I recently read A Praying Church by Paul E. Miller. It's been a long time since a book has inspired me like this one. Miller doesn't share any programs or strategies that guarantee success, except prayer itself. I believe this book has been so important to me because I have been looking for years to find a way to encourage my congregations to be praying churches.

Miller tells us what we should already know. "Prayer fuels prayer." (pg. 6). It makes sense that this happens because prayer works like conversation between people. Regular dialogue with family and friends builds relationships and causes us to desire more time together. In the same way, prayer helps us build a relationship with God.
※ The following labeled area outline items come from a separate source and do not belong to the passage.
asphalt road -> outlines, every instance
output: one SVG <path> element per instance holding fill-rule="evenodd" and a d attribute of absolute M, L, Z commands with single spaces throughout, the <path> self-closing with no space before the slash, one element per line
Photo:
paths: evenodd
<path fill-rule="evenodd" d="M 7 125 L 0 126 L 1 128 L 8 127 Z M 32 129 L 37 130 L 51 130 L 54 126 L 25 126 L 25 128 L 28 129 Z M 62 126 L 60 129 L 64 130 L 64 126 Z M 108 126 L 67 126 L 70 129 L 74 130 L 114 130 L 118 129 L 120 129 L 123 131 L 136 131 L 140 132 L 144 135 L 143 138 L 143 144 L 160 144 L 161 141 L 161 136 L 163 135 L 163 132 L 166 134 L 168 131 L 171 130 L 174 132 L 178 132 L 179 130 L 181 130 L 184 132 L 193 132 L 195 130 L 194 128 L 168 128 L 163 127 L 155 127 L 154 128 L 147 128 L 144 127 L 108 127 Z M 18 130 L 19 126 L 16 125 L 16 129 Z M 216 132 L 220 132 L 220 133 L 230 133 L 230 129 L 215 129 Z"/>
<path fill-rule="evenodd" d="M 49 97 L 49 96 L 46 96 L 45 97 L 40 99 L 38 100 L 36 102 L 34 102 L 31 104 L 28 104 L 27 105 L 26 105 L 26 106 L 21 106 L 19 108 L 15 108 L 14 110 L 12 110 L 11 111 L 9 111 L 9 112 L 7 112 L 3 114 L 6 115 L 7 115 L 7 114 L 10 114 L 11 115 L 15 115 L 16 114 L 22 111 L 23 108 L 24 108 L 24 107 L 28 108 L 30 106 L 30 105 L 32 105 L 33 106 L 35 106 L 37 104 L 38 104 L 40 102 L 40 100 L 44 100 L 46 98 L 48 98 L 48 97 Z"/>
And once God has our hearts, he has our time.

But prayer isn't just for individuals, it is the very pillar on which the church was built, or as Miller points out, "it's the very breath of the church." (pg. 7) This book is made up of 5 parts. Why we should pray together. How Jesus communities work. Exploration of the interface between the Spirit of Jesus and the community of prayer. How to pray in community. And how integral prayer can be to the subcommittees of the church. This is not a deeply theological book, but it has theology. It's not a how-to book but it gives us strategies.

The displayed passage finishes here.